Fra la miriade di risultati sportivi che ogni settimana la cronaca sportiva propone alcuni – proprio a causa della mole di eventi – passano un po’ in sordina. Eppure talvolta rappresentano qualcosa di storico per uno sport, per un Paese o semplicemente per un atleta. Di certo non ha sconvolto il mondo dell’atletica, ma i 100m e soprattutto i 200m corsi da Alex Wilson in occasione del 40° meeting di La Chaux-de-Fond dello scorso weekend rappresentano una pietra miliare nella velocità svizzera.

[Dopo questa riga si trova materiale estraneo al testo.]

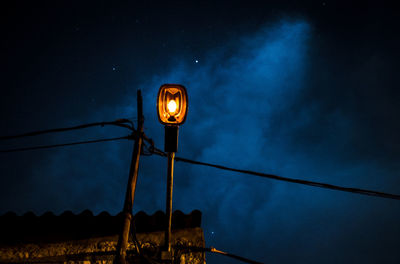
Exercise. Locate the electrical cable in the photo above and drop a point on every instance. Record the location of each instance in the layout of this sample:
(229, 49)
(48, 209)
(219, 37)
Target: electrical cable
(280, 178)
(118, 122)
(213, 250)
(65, 144)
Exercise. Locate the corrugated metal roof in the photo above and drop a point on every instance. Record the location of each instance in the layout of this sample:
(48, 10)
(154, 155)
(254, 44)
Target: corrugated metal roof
(30, 228)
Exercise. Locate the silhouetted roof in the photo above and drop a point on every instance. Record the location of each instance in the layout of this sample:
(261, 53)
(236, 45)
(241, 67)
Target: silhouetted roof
(30, 228)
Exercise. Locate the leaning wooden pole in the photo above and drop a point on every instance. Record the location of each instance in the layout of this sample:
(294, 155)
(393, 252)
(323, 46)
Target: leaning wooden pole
(130, 191)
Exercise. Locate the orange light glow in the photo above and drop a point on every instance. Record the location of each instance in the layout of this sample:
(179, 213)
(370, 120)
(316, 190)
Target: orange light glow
(172, 107)
(172, 104)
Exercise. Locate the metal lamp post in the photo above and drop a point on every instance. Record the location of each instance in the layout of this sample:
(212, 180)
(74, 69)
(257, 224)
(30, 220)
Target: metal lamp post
(172, 107)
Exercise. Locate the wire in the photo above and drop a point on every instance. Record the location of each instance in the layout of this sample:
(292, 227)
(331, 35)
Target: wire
(119, 122)
(280, 178)
(64, 144)
(213, 250)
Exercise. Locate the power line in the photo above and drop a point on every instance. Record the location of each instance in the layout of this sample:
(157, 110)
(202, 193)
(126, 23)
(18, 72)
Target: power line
(64, 144)
(280, 178)
(213, 250)
(120, 122)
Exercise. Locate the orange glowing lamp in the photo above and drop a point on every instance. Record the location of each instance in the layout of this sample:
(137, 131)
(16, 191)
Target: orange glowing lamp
(172, 104)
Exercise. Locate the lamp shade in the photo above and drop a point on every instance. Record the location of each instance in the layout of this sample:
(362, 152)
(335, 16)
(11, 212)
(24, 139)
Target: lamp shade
(172, 104)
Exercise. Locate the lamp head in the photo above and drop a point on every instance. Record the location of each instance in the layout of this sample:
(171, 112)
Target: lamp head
(172, 104)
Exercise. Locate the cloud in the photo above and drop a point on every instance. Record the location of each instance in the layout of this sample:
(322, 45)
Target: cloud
(264, 102)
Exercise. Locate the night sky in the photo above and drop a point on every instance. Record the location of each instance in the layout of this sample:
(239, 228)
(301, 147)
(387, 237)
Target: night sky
(300, 89)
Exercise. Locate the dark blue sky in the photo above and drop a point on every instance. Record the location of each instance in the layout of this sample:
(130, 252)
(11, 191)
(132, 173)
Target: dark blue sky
(304, 90)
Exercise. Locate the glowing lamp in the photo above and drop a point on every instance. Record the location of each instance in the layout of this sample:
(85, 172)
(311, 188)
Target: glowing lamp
(172, 104)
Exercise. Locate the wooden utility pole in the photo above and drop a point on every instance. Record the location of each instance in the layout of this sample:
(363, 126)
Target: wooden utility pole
(130, 191)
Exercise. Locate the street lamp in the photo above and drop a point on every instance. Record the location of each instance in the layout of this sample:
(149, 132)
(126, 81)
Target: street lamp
(172, 108)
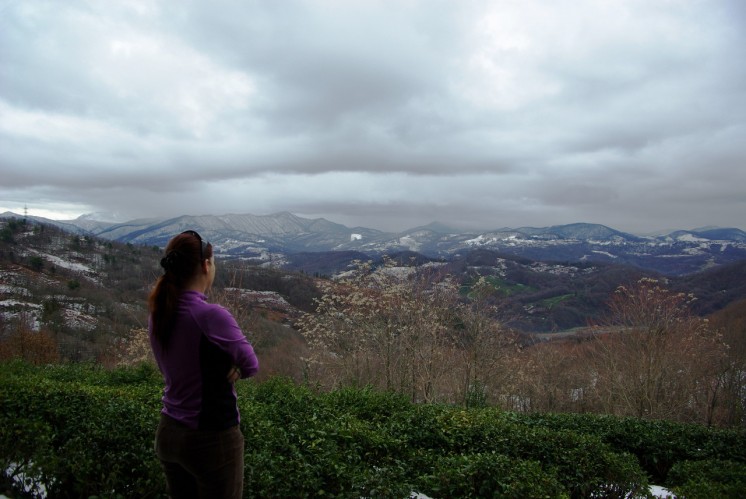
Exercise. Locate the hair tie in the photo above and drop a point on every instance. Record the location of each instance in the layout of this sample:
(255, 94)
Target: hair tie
(170, 261)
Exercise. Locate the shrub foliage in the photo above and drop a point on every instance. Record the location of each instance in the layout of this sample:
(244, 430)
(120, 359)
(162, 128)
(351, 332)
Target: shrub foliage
(79, 430)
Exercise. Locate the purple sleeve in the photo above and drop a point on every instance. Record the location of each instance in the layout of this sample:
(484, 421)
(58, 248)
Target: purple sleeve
(222, 329)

Il 28enne nel giro di due ore ha migliorato di tre centesimi il proprio record nazionale sui 100m, portandolo a 10″08, ed è diventato il primo svizzero a correre sotto i 20″ i 200m grazie a un eccezionale 19″98. Di origini giamaicane e naturalizzato nel 2010, Wilson era già stato capace nel 2013 di strappare il primato nazionale a David Dollé che lo deteneva dal 1995 (10”16). Mentre il record sul mezzo giro di pista lo possedeva dal 2017, quando corse quattro centesimi più veloce di quanto fatto da Kevin Widmer (20”41), sempre nel 1995. Il suo arrivo – nella speranza che non sia sinonimo di traguardo – ha quindi portato una vera e propria raffica di aria fresca all’atletica rossocrociata, superando dei limiti che duravano ormai da anni.

Una mosca bianca fra gli sprinter elvetici? No, perché è da qualche anno che la Svizzera ha iniziato a… correre velocemente. Storicamente gli atleti del nostro Paese si sono spesso difesi in quella corsia di mezzo fra resistenza aerobica e anaerobica che è il mezzofondo (Anita Weyermann e André Bucher a cavallo del nuovo millennio, Selina Büchel più di recente). Quasi che anche nell’atletica leggera dovesse prevalere quel compromesso tanto caro al popolo elvetico.

Invece oggi, oltre al già citato Wilson, la Nazionale può contare su diverse frecce. Come non menzionare ad esempio il quartetto di donne della 4×100 che nell’ultimo lustro è stato il fiore all’occhiello di Swiss Athletics. La primatista nazionale Mujinga Kambundji, Salomé Kora (entrambe già qualificate per le Olimpiadi di Tokyo), Sarah Atcho e Ajla Del Ponte formano non solo un team affiatato, visto che corrono assieme ormai da diverso tempo, ma possiedono ancora margini di miglioramento visto che ad eccezione della Kambundji hanno tutte meno di 26 anni.

Guardando al futuro, ai blocchi di partenza c’è pure il ticinese Ricky Petrucciani. Il giorno in cui ha compiuto 19 anni – la scorsa domenica – l’atleta di Locarno ha fatto segnare il nuovo record ticinese assoluto e quello svizzero U20 correndo i 400m in 46″31. Cronometro che gli è valso pure la migliore prestazione stagionale europea di categoria. Decisamente un bel regalo di compleanno!

A completare il quadro degli atleti svizzeri che si cimentano nella velocità ci sono poi gli ostacolisti Léa Sprunger e Kariem Hussein. Non più giovanissimi (29 anni lei, 30 lui), ma comunque capaci di ottenere risultati notevoli. A loro si aggiungono i giovani Jason Joseph (oro ai Campionati europei U20 sui 110hs), Danny Brand (argento ai Campionati europei U23 sui 400hs) e Alain-Hervé Mfompka.

Il presente è dunque roseo, ma il futuro arriva velocemente. Gli atleti svizzeri dovranno esserlo altrettanto.